Fluctuating Reward - Githubissues

AJ-30 commented 2 years ago

Hi @AntoineTheb !

I am facing the following issue in running the Experiment 2 (ISMRM dataset) of your paper.

The training reward as well as validation reward is fluctuating back and forth while using both sac and td3 algorithms on ISMRM2015 dataset and the tractogram generated at the end of training has broken points instead of proper streamlines scattered over entire brain mask instead of being confined to white matter area. It seems as if agents are not learning.

anterior raw

Training reward is in the range of 0.6 million and validation reward is in the range of 2900-3000.

How do you suggest to debug the pipeline? if I want to check if MDP is not formed properly or algorithm has some issue, or I am not sending correct input? Is this a reward maximisation problem or penalty minimisation?

Lastly, I wanted to know what the searcher files(td3_searcher and sac_searcher) are for in runners folder?

Your input would really help, as I have been trying to train it since a long time.

AntoineTheb commented 2 years ago

Hi ! Thank you for your interest in Track-to-Learn.

How do you suggest to debug the pipeline?

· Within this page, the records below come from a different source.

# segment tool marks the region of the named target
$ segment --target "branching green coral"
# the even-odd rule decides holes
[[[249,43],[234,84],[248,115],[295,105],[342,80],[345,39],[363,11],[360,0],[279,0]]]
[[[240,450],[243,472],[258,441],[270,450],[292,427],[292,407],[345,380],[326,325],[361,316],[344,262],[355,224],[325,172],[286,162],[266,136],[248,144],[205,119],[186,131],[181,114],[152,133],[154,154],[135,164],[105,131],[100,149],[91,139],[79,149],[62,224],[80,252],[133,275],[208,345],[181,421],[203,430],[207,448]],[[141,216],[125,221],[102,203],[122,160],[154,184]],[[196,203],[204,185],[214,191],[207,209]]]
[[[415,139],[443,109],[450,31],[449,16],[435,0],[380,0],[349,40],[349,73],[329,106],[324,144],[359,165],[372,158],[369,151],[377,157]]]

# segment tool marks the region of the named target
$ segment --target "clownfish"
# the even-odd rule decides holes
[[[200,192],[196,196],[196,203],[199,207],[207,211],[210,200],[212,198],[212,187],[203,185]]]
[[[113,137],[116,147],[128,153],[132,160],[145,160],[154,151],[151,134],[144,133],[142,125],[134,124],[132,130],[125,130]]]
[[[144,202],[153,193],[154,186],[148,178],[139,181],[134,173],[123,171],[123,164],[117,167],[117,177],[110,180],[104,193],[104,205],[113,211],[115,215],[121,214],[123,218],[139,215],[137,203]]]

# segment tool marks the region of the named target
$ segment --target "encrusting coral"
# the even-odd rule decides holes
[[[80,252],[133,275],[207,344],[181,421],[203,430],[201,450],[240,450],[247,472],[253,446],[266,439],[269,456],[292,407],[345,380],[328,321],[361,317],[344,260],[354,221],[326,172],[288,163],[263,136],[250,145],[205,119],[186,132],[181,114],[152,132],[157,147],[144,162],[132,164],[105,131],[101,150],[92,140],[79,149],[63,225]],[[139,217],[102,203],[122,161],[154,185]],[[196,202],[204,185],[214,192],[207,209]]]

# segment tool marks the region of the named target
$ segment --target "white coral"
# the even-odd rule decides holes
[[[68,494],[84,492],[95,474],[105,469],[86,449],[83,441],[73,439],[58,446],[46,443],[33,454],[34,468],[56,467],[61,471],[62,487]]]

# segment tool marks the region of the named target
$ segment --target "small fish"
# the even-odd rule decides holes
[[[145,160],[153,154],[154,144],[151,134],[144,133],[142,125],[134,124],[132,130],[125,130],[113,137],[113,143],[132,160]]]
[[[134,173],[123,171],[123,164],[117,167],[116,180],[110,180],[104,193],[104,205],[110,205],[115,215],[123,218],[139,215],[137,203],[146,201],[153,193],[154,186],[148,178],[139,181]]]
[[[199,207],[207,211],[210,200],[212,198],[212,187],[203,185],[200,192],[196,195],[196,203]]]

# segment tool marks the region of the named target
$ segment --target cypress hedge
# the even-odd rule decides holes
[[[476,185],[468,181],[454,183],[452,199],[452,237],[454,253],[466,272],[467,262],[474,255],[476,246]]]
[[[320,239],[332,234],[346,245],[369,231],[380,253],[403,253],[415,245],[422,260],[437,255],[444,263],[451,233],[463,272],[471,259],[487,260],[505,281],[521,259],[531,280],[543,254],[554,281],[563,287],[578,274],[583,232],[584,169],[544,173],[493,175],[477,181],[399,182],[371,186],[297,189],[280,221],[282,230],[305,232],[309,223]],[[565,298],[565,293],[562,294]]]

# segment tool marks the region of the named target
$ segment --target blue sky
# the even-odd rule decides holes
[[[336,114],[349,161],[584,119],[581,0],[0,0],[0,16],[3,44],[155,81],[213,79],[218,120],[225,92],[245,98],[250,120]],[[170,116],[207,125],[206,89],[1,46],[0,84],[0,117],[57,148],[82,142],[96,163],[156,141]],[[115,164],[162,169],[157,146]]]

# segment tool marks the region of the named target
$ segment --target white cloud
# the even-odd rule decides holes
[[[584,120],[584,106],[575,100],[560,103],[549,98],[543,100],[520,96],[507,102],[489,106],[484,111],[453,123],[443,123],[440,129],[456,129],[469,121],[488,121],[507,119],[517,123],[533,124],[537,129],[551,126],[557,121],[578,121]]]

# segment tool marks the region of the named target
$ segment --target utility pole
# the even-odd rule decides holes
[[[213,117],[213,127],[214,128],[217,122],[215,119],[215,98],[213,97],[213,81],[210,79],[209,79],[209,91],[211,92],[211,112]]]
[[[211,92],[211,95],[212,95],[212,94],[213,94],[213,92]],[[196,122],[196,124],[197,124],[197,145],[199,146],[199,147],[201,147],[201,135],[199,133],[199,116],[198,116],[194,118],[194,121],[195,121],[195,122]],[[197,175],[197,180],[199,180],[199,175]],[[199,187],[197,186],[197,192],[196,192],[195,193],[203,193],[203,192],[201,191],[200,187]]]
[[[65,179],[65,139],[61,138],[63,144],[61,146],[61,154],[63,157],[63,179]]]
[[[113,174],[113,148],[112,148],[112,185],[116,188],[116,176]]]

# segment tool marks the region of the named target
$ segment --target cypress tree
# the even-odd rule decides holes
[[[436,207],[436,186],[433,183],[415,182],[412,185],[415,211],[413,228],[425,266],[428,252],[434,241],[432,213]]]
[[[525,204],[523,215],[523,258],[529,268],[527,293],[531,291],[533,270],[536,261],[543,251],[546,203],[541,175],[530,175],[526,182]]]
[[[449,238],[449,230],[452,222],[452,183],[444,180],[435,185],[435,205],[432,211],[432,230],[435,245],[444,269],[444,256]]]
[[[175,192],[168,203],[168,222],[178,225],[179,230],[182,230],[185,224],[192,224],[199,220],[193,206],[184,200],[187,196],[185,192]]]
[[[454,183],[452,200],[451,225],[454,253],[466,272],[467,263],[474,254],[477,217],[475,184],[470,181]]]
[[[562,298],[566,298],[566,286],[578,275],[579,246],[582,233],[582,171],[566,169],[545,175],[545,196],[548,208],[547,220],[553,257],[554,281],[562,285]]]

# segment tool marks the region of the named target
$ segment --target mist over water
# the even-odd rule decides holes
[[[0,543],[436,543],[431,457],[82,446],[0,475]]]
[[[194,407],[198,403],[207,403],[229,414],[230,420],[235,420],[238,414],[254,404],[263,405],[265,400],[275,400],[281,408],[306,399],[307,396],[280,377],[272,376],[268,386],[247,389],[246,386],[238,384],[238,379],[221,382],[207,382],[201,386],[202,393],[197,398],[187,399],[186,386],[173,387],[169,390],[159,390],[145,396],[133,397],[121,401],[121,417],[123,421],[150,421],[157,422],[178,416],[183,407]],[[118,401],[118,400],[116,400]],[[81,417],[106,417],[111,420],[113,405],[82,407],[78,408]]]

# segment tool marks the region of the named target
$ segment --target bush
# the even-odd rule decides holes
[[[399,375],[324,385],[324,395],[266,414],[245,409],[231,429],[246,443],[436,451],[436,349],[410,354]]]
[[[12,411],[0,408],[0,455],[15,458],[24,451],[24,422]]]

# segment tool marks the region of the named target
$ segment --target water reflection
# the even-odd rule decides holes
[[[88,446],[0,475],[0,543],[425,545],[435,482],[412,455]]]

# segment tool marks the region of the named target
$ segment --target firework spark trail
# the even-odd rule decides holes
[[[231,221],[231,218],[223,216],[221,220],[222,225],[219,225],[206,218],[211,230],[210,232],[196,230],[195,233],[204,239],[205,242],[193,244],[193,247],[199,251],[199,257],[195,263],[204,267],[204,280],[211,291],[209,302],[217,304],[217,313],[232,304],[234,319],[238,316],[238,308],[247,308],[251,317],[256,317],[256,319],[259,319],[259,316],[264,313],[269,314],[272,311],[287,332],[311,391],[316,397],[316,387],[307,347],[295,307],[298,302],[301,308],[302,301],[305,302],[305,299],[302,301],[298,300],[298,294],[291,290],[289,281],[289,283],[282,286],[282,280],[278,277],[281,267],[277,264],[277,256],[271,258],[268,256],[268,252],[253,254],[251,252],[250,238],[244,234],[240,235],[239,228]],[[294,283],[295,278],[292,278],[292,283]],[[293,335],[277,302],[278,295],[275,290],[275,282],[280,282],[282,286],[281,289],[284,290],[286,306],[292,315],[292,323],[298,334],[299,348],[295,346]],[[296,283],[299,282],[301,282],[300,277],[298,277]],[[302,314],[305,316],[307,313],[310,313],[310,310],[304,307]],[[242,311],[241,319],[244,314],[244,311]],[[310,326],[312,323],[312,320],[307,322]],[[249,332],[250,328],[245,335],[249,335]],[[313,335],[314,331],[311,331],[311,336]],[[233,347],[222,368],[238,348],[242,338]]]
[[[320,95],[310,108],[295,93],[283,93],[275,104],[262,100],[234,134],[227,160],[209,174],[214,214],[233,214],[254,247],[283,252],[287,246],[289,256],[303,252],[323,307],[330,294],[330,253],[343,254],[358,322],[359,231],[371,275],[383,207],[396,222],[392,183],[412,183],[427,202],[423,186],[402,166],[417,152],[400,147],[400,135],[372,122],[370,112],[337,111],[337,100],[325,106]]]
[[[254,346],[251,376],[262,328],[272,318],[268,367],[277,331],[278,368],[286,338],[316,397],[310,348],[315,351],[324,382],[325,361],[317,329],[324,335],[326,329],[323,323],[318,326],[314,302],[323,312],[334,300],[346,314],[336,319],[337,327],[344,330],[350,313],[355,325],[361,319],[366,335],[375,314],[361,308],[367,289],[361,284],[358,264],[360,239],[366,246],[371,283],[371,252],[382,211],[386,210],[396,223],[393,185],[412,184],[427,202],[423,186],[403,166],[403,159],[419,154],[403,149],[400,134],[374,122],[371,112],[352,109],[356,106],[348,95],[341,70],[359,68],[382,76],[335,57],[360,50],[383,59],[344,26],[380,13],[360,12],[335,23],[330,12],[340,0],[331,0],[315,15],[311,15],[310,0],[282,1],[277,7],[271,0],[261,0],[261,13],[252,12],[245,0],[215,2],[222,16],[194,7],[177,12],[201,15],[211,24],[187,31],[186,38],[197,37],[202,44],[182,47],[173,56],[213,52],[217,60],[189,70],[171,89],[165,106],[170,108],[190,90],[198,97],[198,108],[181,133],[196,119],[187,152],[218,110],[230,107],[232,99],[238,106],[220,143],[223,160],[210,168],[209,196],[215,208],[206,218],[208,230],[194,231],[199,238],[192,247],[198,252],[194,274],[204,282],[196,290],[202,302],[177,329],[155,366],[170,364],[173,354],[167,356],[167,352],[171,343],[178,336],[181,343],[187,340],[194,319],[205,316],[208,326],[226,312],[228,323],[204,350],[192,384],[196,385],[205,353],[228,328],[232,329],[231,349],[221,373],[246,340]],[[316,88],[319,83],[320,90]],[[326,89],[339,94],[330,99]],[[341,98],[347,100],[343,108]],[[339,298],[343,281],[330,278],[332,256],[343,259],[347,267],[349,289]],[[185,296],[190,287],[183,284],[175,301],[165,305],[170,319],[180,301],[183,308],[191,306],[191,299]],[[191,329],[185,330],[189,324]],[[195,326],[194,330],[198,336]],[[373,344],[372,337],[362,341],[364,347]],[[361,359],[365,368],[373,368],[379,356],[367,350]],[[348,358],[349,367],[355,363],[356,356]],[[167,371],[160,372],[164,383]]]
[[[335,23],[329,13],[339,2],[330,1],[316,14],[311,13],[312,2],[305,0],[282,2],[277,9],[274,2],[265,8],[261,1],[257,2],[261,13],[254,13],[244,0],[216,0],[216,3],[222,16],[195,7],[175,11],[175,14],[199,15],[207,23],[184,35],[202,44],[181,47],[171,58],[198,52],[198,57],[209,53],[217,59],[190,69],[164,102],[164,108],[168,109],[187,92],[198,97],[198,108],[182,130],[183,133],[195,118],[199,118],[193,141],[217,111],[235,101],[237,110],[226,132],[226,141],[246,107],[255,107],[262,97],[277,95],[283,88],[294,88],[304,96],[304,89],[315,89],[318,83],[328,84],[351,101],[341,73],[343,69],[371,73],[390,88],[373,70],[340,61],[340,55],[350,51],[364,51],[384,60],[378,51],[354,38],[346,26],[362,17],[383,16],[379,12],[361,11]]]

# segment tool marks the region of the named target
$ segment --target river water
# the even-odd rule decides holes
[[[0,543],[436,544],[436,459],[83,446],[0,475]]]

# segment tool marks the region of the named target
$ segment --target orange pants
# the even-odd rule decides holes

The framework has indeed a lot of moving parts that may make debugging a hard. Do you use the code in this repository or did you implement something else ? The MDP and algorithm should be correct if you are indeed using the code in this repository. As for the input, I'm sorry I haven't included the data used in the paper. An updated version of the repo should be coming soon, with data this time. In the meantime, did you test on a simpler dataset like the FiberCup ? Could you provide the data you used to train the tractogram shown above ?

Is this a reward maximisation problem or penalty minimisation?

As formulated by Track-to-Learn, it is a reward maximisation problem. There is no negative penalty at each timestep.

Lastly, I wanted to know what the searcher files(td3_searcher and sac_searcher) are for in runners folder?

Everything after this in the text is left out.